Weathering the Storm assesses the socioeconomic and political conditions that have surrounded the rise of independent writing programs (IWPs) and departments. Chapter contributors look at the institutional conditions and challenges that IWPs have faced since the 1980s with a focus on enduring the financial collapse of 2008.

Leading writing specialists at the University of Texas at Austin, Syracuse University, the University of Minnesota, and many other institutions document and think carefully about the on-the-ground obstacles that have made the creation of IWPs unique. From institutional naysayers in English departments to skeptical administrators, IWPs and the faculty within them have surmounted not only negative economics but also negative rhetorics. This collection charts the story of this journey as writing faculty continually make the case for the importance of writing in the university curriculum.

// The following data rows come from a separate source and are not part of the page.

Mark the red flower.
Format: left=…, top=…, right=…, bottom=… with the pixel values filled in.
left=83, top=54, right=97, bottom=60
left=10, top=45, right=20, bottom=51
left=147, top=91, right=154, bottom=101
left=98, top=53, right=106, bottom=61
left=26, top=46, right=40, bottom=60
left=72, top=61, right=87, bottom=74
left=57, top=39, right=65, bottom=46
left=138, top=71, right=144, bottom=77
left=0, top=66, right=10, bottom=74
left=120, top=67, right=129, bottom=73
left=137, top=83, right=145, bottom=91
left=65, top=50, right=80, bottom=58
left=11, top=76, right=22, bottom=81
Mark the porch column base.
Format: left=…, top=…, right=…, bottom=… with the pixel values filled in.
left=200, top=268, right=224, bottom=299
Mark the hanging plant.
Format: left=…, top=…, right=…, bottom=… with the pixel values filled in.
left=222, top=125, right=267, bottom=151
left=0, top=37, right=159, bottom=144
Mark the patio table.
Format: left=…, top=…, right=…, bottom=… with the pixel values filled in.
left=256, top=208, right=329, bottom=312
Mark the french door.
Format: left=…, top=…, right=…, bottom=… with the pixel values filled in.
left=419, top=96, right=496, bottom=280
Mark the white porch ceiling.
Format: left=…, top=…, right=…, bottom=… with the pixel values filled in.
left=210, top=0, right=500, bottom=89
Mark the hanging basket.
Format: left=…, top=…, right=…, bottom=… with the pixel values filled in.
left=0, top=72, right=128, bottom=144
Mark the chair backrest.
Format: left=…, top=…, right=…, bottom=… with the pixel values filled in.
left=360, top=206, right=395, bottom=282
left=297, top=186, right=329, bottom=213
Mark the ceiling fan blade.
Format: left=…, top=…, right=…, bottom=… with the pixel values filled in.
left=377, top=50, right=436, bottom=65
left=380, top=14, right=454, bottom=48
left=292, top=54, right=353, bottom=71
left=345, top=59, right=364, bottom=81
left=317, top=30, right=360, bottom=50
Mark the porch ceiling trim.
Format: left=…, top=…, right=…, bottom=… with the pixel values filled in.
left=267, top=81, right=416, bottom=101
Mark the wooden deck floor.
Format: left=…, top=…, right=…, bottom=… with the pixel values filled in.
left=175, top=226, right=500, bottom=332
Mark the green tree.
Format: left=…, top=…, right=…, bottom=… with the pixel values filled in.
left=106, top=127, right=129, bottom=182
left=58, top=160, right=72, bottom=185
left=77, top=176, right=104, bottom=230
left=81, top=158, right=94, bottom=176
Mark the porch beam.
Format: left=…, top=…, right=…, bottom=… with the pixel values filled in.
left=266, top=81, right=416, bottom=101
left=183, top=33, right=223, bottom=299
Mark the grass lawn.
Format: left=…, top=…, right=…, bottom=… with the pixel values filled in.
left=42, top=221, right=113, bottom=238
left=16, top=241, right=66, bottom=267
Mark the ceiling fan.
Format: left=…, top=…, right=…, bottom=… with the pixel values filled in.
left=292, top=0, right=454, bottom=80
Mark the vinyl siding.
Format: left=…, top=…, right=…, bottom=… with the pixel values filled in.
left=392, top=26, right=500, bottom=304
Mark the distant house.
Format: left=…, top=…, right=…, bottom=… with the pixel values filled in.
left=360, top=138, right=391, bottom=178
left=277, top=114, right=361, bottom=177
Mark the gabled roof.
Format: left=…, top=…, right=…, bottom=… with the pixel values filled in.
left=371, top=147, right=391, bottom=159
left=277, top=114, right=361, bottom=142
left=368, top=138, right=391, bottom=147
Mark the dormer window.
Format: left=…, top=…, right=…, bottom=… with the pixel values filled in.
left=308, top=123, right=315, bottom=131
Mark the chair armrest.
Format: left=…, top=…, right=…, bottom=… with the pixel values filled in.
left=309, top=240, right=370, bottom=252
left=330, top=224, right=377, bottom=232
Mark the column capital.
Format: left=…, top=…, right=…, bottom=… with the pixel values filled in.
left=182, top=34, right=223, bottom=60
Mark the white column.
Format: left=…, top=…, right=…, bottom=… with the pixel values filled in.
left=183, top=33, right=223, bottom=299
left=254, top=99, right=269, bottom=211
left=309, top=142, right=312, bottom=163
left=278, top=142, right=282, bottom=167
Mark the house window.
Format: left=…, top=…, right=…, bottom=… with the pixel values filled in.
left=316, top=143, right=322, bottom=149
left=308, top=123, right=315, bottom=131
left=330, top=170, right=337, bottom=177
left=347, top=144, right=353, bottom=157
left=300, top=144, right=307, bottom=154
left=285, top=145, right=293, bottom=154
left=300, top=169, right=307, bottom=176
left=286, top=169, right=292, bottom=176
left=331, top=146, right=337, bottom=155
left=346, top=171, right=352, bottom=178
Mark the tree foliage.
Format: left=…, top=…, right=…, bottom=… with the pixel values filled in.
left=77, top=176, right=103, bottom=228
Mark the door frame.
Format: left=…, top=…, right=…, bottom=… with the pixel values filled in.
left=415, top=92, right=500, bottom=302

Independence has, for the most part, allowed IWPs to better respond to the Great Recession, but to do so they have had to define writing studies in relation to other disciplines and departments. Weathering the Storm will be of great interest to faculty and graduate students in rhetoric and composition, writing program administrators, and writing studies and English department faculty.

Contributors: Linda Adler-Kassner, Lois Agnew, Alice Batt, David Beard, Davida Charney, Amy Clements, Diane Davis, Frank Gaughan, Heidi Skurat Harris, George H. Jensen, Rodger LeGrand, Drew M. Loewe, Mark Garrett Longaker, Cindy Moore, Peggy O’Neill, Chongwon Park, Louise Wetherbee Phelps, Mary Rist, Valerie Ross, John J Ruszkiewicz, Eileen E. Schell, Madeleine Sorapure, Chris Thaiss, Patrick Wehner, Jamie White-Farnham, Carl Whithaus, Traci A. Zimmerman

About the author

Richard N. Matzen Jr. is professor of writing at Woodbury University. His administrative experience includes creating an intensive English program and being a writing program director, writing center director, WAC/WID director, writing department assistant chair, and writing department chair. He has published journalism, academic articles, and poetry in a variety of venues and is coeditor of Reformation: The Teaching and Learning of English in Electronic Environments.

Matthew Abraham is professor of English, specializing in rhetoric and composition and the teaching of English at University of Arizona, where he also served as the chair of the Committee on Academic Freedom and Tenure. He is coeditor of the September 2016 College Composition and Communication symposium “Independent Writing Programs in the Age of Austerity,” has published in a variety of journals, and is editor, coeditor, or author of four books.